Jiang and the Restless
After a string of party-line days, news diversity breaks out. The Washington Post leads with Jiang Zemin's testy meeting with
some members of Congress. The New York Times
leads with U.S. emergency aid to Indonesia designed to help bring financial
stability back to Asia. The Los Angeles Times goes with a California Supreme
Court decision that children may sue their mothers' employers for injuries they
received in the womb from unsafe working conditions experienced by their moms.
And the USA
Today lead is the 2nd degree murder conviction returned against British
au pair Louise Woodward in the death of an eight-month-old boy in her care. The
paper reports that when the verdict was returned, Woodward, 19, wept
hysterically and shouted, "I didn't do anything!"
According to the WP , Jiang's closed-door congressional meeting had
the same rather tempestuous atmosphere as did his press conference with Bill
Clinton earlier in the week. Jiang gave no quarter as he was asked by members
about forced abortions, harvesting of human organs from executed prisoners,
religious repression, foreign weapons sales, jamming U.S. broadcasts and his
country's takeover of Tibet. Several members presented Jiang with lists of
political and religious prisoners to be released. Sources tell the Post
that there was no discussion about allegations of Chinese illegal campaign
contributions during the last election cycle.
Jiang invited Newt Gingrich to Tibet and the WP says he replied by
saying he would hope Jiang would greet him there alongside the Dalai Lama. The
LAT front-page account of all this depicts Gingrich in a somewhat more
ironic light, quoting the Speaker as saying that in his discussions with Jiang,
he saw "no defense of dictatorship" of the sort the Soviets used to make. Yet
after the meeting, reports the Post , Jiang gave a defiant speech in
which he made no concessions about human rights in his country or Tibet.

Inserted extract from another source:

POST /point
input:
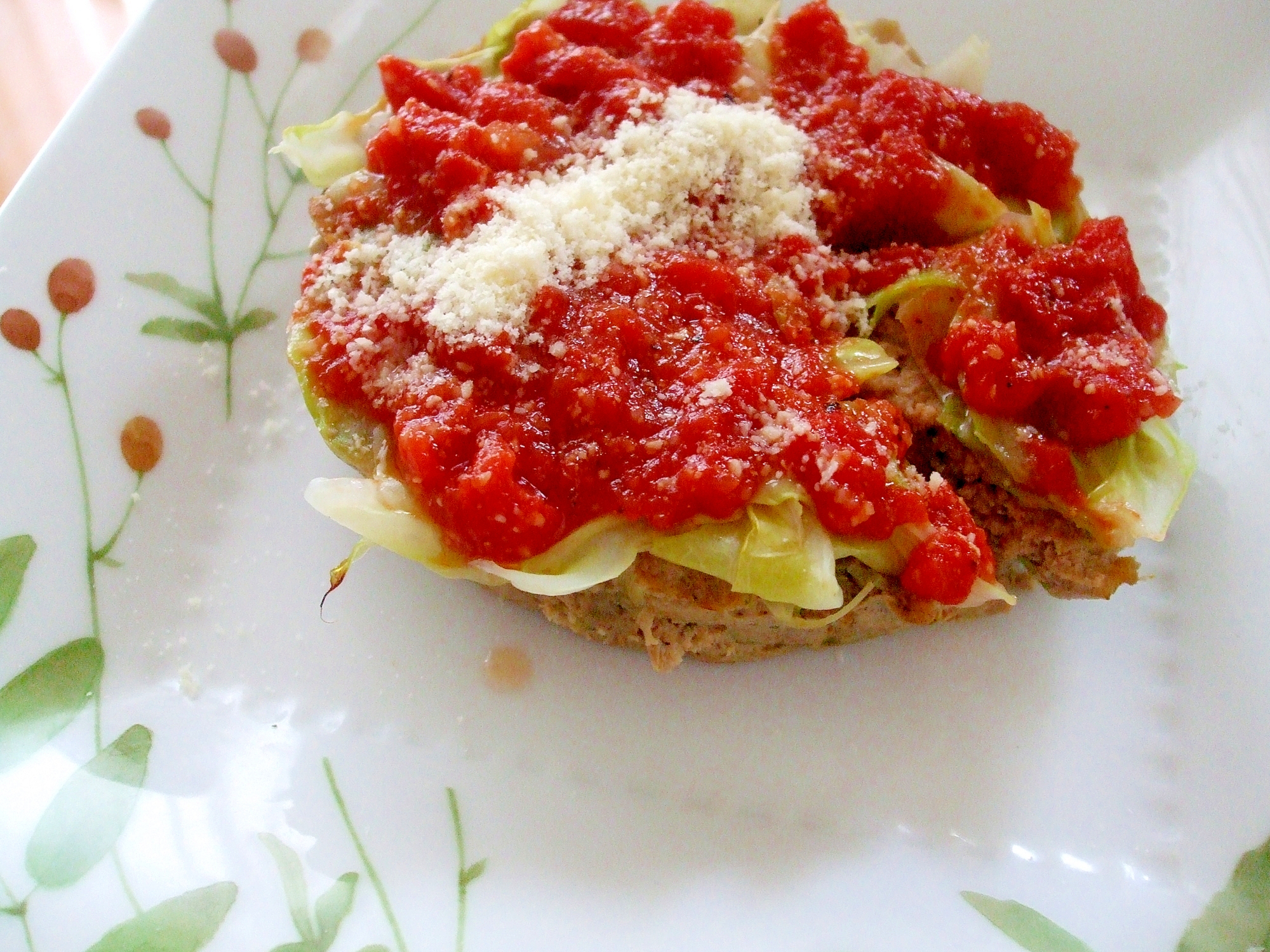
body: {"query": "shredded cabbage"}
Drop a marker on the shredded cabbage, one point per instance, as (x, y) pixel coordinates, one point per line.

Today's NYT Indonesian aid package lead fits the mold that so often
applies when the Times decides to lead with an international finance
story--not only is the story not anybody else's lead, but it doesn't even make
any other major's front page.
The top of the LAT front page features a large photo-and-graphic box
addressing the stepped-up rate of deportations by the INS of illegal
immigrants--last year about 111,000, an increase of about 60 percent over the
year before. Of those removed, says the paper, 45% had criminal records.
The Wall Street Journal "Washington Wire" reports that today,
in the Halloween spirit, Republican leaders will unveil a "horror stories of
the IRS" web site.
A piece inside the WP about the use of songs by law enforcement
authorities in hostage situations notes that the music used at Waco against
David Koresh "was selected ad hoc from the personal cassettes of FBI agents."
There wasn't, according to the Post , exactly deep reasoning behind the
selections. "Nancy Sinatra's 'These Boots Were Made for Walking,' for instance,
was intended to get Koresh and others to walk out of the compound."
Back to that California Supreme Court decision about fetal injuries: if the
Court is consistent, shouldn't we also expect to see decisions allowing kids to
sue their moms for prenatal smoking, drinking, and drugging?